Culiacán, Sinaloa, 29 de enero de 2026. La salud de las personas, la de los animales y la del planeta están más conectadas de lo que parece. Bajo esta idea trabaja el Doctor José Basilio Heredia, titular del Centro de Investigación en Alimentación y Desarrollo (CIAD), subsede Culiacán, donde se desarrollan investigaciones científicas con una visión integral conocida como Una Sola Salud.
Este enfoque parte de algo sencillo: lo que comemos, cómo se produce y cómo se cuida el medio ambiente al producir alimentos influye directamente en nuestra calidad de vida.
Por eso, desde el CIAD se estudia la producción de alimentos pensando no solo en que sean suficientes, sino también seguros, saludables y responsables con la naturaleza.
“Estamos interconectados: el hombre, la mujer, el ambiente, la sociedad, (por eso) tenemos que buscar hacer nuestros proyectos con un contexto de cuidar el planeta”, explica el investigador.
Por su contribución al desarrollo científico vinculado a los sectores productivos, el Doctor Basilio Heredia recibió el Premio al Mérito Científico 2025 “Dr. César Abelino Ordorica Falomir”, otorgado por el Gobierno del Estado de Sinaloa a través de la Coordinación General para el Fomento a la Investigación Científica e Innovación del Estado de Sinaloa, CONFÍE.
Estas investigaciones abarcan ganadería, agricultura, pesca y acuicultura. El objetivo es reducir riesgos para la salud humana y evitar daños a los ecosistemas. Un eje clave es el aprovechamiento de biorrecursos: materiales que vienen de la naturaleza y que muchas veces se desechan, como cáscaras, semillas o restos de plantas.

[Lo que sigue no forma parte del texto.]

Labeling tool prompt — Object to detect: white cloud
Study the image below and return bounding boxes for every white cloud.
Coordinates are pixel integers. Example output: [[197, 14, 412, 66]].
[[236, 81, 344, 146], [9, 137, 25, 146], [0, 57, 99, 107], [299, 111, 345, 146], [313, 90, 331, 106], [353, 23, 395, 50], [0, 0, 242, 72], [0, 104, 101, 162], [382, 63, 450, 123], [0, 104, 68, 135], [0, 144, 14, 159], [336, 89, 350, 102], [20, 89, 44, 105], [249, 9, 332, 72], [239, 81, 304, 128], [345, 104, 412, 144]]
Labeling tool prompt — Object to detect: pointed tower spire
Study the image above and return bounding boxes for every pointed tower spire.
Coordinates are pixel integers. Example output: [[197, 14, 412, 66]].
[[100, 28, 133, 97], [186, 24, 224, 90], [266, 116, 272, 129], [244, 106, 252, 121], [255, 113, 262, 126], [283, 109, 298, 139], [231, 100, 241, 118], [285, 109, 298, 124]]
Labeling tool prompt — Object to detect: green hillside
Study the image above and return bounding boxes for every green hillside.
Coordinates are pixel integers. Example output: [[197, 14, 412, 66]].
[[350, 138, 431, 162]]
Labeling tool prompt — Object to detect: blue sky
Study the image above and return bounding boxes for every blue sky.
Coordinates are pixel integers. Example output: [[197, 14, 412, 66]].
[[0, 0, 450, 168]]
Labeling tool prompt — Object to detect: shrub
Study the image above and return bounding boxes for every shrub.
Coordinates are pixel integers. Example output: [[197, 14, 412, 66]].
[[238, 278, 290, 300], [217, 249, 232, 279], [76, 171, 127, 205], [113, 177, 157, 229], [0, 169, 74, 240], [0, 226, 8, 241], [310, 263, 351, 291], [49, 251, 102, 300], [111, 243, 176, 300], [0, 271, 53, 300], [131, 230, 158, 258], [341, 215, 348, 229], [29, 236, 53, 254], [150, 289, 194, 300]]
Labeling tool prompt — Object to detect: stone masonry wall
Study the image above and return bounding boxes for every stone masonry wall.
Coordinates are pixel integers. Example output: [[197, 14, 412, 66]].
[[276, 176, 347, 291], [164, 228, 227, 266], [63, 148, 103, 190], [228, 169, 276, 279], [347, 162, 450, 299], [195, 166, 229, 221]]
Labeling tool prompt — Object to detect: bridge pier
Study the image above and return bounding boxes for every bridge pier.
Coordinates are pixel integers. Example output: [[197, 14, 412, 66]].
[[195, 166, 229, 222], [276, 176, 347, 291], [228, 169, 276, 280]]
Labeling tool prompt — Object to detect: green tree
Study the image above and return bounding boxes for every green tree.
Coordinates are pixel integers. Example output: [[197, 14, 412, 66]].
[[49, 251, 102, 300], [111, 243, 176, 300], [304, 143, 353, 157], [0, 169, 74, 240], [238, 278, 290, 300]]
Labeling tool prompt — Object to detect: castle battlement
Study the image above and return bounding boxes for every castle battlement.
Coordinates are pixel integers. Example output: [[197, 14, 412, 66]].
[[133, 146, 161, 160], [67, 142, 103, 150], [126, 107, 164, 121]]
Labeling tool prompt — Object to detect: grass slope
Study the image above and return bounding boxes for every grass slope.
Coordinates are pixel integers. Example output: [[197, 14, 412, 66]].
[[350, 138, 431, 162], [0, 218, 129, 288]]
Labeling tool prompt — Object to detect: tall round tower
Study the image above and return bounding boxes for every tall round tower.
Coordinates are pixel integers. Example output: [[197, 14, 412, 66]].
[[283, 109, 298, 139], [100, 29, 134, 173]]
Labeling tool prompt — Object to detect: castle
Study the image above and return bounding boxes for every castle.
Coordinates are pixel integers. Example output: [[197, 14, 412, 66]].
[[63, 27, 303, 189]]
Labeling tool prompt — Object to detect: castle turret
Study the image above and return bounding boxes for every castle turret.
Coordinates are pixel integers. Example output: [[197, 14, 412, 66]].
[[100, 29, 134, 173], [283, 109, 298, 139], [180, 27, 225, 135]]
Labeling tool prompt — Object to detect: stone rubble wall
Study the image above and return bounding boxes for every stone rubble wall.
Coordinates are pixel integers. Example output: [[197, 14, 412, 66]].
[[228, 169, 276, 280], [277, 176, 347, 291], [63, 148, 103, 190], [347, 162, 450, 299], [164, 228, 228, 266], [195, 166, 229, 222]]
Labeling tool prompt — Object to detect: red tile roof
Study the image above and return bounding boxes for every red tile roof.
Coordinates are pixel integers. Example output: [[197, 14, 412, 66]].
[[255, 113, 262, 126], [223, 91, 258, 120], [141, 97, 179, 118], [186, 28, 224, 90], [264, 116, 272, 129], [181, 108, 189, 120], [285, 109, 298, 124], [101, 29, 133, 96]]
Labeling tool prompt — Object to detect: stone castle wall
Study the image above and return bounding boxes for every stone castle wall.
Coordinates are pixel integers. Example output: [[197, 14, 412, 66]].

Un ejemplo es el mango. En el CIAD se ha encontrado que no solo su pulpa es valiosa, sino también la cáscara, la semilla y hasta la corteza del árbol, donde existen compuestos con propiedades antioxidantes, antiinflamatorias y anticancerígenas.
“Hemos hecho investigaciones con la corteza”, comparte el doctor Heredia, “encontrando compuestos bioactivos con propiedades anticancerígenas y eso es algo de mucho valor porque en el campo, el productor regularmente desecha en los materiales de poda, es donde encontramos la corteza del mango”.
Otra línea importante es la fitoquímica biofuncional, que estudia sustancias naturales de las plantas para cuidar la salud humana, animal y vegetal.
“Es decir, estos compuestos los obtenemos de plantas con tecnologías limpias, tecnologías verdes y los volvemos a poner en la planta, como extractos botánicos para cuidar a la planta de enfermedades y plagas”, explica.
Además de su impacto científico, el CIAD Culiacán trabaja con escuelas y comunidades, impulsa huertos agroecológicos y forma a nuevas generaciones de científicas y científicos. Así, la ciencia hecha en Sinaloa demuestra que cuidar la salud también significa cuidar la naturaleza y pensar en el futuro.